Description
Try these delicious goat cheese croquettes with fig jam drizzle! Crispy, creamy croquettes paired with sweet fig jam for a perfect appetizer.
Ingredients
Scale
- 200g Goat Cheese (Chilled): This is the star of the dish, providing a creamy texture and tangy flavor. Chilling the cheese makes it easier to shape into balls.
- 1/2 Cup All-Purpose Flour: The flour acts as the first coating, helping the egg and breadcrumbs stick to the goat cheese balls.
- 2 Large Eggs (Beaten): The beaten eggs serve as an adhesive layer, ensuring the panko breadcrumbs cling well.
- 1 Cup Panko Breadcrumbs: These Japanese-style breadcrumbs add an extra crunch and texture to the outside of the croquettes.
- 1/4 Cup Crushed Pistachios (Optional): Adds a unique flavor and lovely color contrast, enhancing both taste and appearance.
- 1/2 tsp Salt: Essential for enhancing the flavors of the dish.
- 1/2 tsp Black Pepper: Adds a hint of spice that complements the richness of the goat cheese.
- Vegetable Oil (for Frying): For frying, choose a neutral oil with a high smoke point, such as canola or sunflower oil.
For the Drizzle:
- 1/3 Cup Fig Jam: This sweet topping adds a delightful contrast to the savory croquettes.
- 1 tbsp Water: Used to thin the fig jam, making it easier to drizzle.
For Garnish:
- 2 tbsp Crushed Pistachios: These add an extra pop of color and flavor when sprinkled on top.
- Fresh Thyme Sprigs (Optional): A nice herbaceous note that complements the richness of the cheese.
Instructions
- Prepare the Goat Cheese Balls: Begin by scooping the chilled goat cheese into 1 tbsp balls. Shape them evenly for consistent cooking. Once formed, place the balls on a parchment-lined tray and freeze for 20-30 minutes. Freezing allows the cheese to firm up, making it easier to handle during frying.

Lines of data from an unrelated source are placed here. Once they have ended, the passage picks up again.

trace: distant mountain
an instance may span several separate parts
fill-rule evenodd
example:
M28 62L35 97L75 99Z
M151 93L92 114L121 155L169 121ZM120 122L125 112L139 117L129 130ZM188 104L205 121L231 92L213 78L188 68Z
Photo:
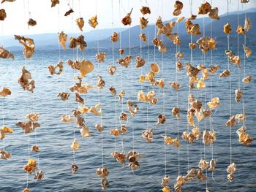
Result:
M239 20L241 25L244 24L244 12L241 10L239 12ZM249 38L249 41L247 41L247 45L249 46L256 45L256 8L250 8L246 9L246 17L249 18L252 23L252 28L247 32L247 37ZM225 45L227 42L227 37L223 32L223 26L227 23L227 14L224 14L220 16L220 20L212 20L212 34L214 39L218 42L218 46ZM166 20L164 23L167 23L171 21L174 21L175 19L170 20ZM183 20L179 23L179 36L182 42L182 45L187 46L188 43L190 42L190 35L187 33L185 28L185 20ZM202 34L200 36L193 37L193 42L195 42L197 39L203 36L203 21L205 24L205 35L210 36L210 25L211 19L208 17L198 18L193 20L193 23L198 23L200 28L200 31ZM232 12L229 14L229 23L232 26L232 33L230 35L230 46L236 46L237 38L237 34L236 32L237 27L237 12ZM114 31L120 32L121 31L121 44L122 47L129 47L129 34L130 32L130 46L131 47L140 47L140 40L139 35L140 34L140 26L136 26L129 28L114 28ZM173 30L173 32L176 31L176 28ZM146 29L142 30L142 33L147 34L148 32L149 40L151 41L153 38L155 37L155 26L154 24L148 25ZM99 45L101 48L110 48L112 47L112 43L110 39L110 37L112 34L111 28L97 30L96 31L92 30L89 32L83 33L85 36L86 41L88 45L88 48L95 48L97 46L97 42L96 41L97 36L99 38ZM80 34L68 34L69 37L77 37ZM34 40L36 47L37 50L56 50L58 49L58 34L34 34L29 35L31 38ZM241 42L242 42L244 36L240 35ZM120 39L120 37L119 37ZM166 46L173 46L173 44L167 39L165 37L163 37L163 41ZM1 37L1 42L3 45L10 50L20 50L20 46L17 40L15 40L12 36L7 36ZM8 45L8 46L7 46ZM142 43L143 47L146 47L146 43ZM150 45L152 44L150 42ZM114 43L115 48L119 47L119 42Z

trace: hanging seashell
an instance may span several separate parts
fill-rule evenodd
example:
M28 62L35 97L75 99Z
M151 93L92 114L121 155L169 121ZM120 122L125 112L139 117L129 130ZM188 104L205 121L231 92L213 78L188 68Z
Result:
M245 18L244 27L244 30L248 31L252 28L252 24L250 19L248 18Z
M147 26L148 23L148 19L146 19L144 17L140 18L140 25L141 29L145 28Z
M163 125L166 122L166 117L165 115L159 115L157 117L157 125Z
M1 133L0 133L0 136L1 136ZM12 157L12 153L3 150L0 150L0 154L1 154L1 158L4 159L4 160L8 160L9 158L10 158Z
M0 90L0 96L3 97L7 97L7 96L10 96L12 94L12 91L7 88L4 87L2 90Z
M73 142L70 145L71 149L72 149L74 151L78 150L80 149L80 144L78 143L77 139L74 139Z
M28 25L29 26L34 26L35 25L37 25L37 21L32 18L29 18L28 21Z
M14 35L15 39L18 40L19 43L23 45L23 55L26 58L31 58L34 53L35 45L32 39Z
M95 55L97 61L99 63L102 63L105 61L105 59L106 58L106 53L98 53Z
M84 20L83 18L80 18L75 20L75 22L77 23L77 25L79 28L79 29L83 31L83 27L84 26Z
M61 72L63 72L63 61L61 61L59 62L59 64L56 66L53 65L50 65L48 66L48 69L49 69L49 72L51 75L53 75L54 74L59 75L61 74ZM56 69L59 68L59 72L56 72Z
M14 60L14 55L9 50L7 50L4 47L0 47L0 58L12 58Z
M67 99L69 99L69 93L66 93L66 92L61 92L61 93L59 93L58 94L58 97L60 97L61 99L63 101L67 101Z
M228 76L230 76L230 71L229 70L227 70L227 69L226 69L226 70L225 70L223 72L222 72L220 74L219 74L219 78L220 77L228 77Z
M68 10L67 12L65 12L64 16L67 17L68 15L69 15L71 13L74 12L73 9L70 8L69 10Z
M133 8L132 8L131 11L128 12L127 15L124 18L122 18L121 23L124 26L131 25L132 23L131 14L132 14L132 9Z
M151 14L150 8L148 7L142 6L140 10L142 15L143 15L146 14Z
M86 125L83 125L80 129L80 133L81 134L82 138L91 137L90 129Z
M219 20L219 9L218 7L215 7L210 9L209 14L208 15L211 19Z
M140 40L141 40L143 42L147 42L147 37L146 37L146 34L140 34Z
M252 75L249 75L249 76L243 78L242 81L244 82L250 82L252 81Z
M4 9L0 9L0 20L4 20L7 18L7 13Z
M139 68L145 65L146 61L144 58L141 58L140 55L136 57L136 67Z
M204 2L201 4L200 7L198 7L198 15L205 15L211 11L211 6L208 2Z
M232 29L231 29L231 25L230 23L227 23L223 27L223 31L226 34L231 34Z
M178 91L181 87L178 82L170 82L170 85L176 91Z
M141 136L147 142L151 142L153 139L152 128L148 128L142 131Z
M252 50L249 48L248 47L246 47L244 45L243 45L244 51L245 53L245 55L246 58L249 58L252 55Z
M71 164L72 174L75 174L78 170L78 166L75 163Z
M236 89L235 91L235 93L236 93L236 101L238 103L242 99L243 91L240 89Z
M111 93L111 96L115 96L116 95L116 88L114 87L111 86L109 88L109 91Z
M50 7L53 7L57 4L59 4L59 0L50 0L50 1L51 1L51 6L50 6Z
M95 125L95 128L96 128L97 130L98 130L98 131L99 133L102 132L103 130L104 130L102 124L100 124L100 123L96 124Z
M235 116L231 116L226 122L226 126L235 126L236 125Z
M174 3L174 11L173 15L174 16L178 16L181 13L181 9L183 8L183 3L180 1L176 1Z
M127 104L128 111L131 113L132 116L135 115L139 112L139 107L138 104L135 104L131 100L127 100Z
M113 32L111 35L110 40L113 42L116 42L118 40L118 34L116 32Z

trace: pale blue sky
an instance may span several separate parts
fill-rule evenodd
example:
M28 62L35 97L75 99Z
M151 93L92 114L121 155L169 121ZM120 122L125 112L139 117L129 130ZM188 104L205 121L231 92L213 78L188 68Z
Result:
M230 11L237 10L237 3L240 0L232 0L230 6ZM89 31L92 28L89 26L87 20L93 15L98 13L99 28L111 28L112 11L111 0L69 0L71 6L73 2L73 9L75 13L68 17L64 17L64 14L69 9L67 6L68 0L60 0L61 4L55 7L50 7L50 0L29 0L29 9L31 18L37 21L37 25L31 27L29 31L26 26L29 18L28 15L28 0L16 0L13 3L5 2L1 4L1 8L6 9L7 18L2 22L1 34L42 34L59 31L59 9L60 12L60 27L61 31L65 32L78 32L75 20L80 16L86 21L84 31ZM114 27L123 27L119 17L119 0L113 1L113 23ZM130 8L134 7L132 18L132 26L139 23L139 18L141 17L140 8L141 5L148 6L151 9L151 14L146 15L150 23L154 23L157 15L162 15L164 20L173 18L173 3L175 0L121 0L121 17L124 17ZM189 0L181 1L184 3L184 9L181 15L189 15ZM193 1L193 13L196 14L197 7L203 2L203 0ZM213 0L213 7L218 7L219 15L227 12L227 1ZM25 2L25 15L24 15ZM211 1L208 1L211 2ZM80 4L80 6L79 6ZM240 10L243 11L244 7L240 4ZM97 6L96 6L97 5ZM97 9L96 7L97 7ZM79 9L80 7L80 9ZM158 7L158 8L157 8ZM163 7L163 9L162 9ZM256 0L251 0L246 4L246 8L256 7ZM163 14L162 14L163 13Z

- Bread the Croquettes: Set up your breading station with three bowls. In the first bowl, add 1/2 cup all-purpose flour. In the second bowl, beat the 2 large eggs thoroughly. In the third bowl, mix 1 cup panko breadcrumbs, 1/4 cup crushed pistachios (if using), 1/2 tsp salt, and 1/2 tsp black pepper. Coat each frozen goat cheese ball in the flour first, then dip into the beaten eggs, and finally coat with the panko mixture. After breading, place the croquettes back in the freezer for an additional 15 minutes to ensure the coating adheres well.
- Fry the Croquettes: In a deep skillet, heat vegetable oil to 180°C (350°F). Carefully add the croquettes to the hot oil, making sure not to overcrowd the pan. Fry for 2-3 minutes or until they reach a golden brown color on all sides. Use a slotted spoon to remove them and place them on paper towels to drain excess oil.
- Prepare the Fig Jam Drizzle: In a small saucepan, warm 1/3 cup fig jam over medium heat. You may add 1 tbsp water to thin it out if needed for drizzling. Stir until the jam becomes smooth and pourable, then remove it from the heat.
- Assemble and Garnish: Arrange the warm croquettes on a serving platter. Drizzle the fig jam generously over the top of the croquettes. Finish by sprinkling 2 tbsp crushed pistachios and a few fresh thyme sprigs for a pop of color and flavor.
- Serve: These croquettes are best enjoyed immediately while warm for the best flavor and texture. Pair them with a light white wine or sparkling beverage for a delightful experience!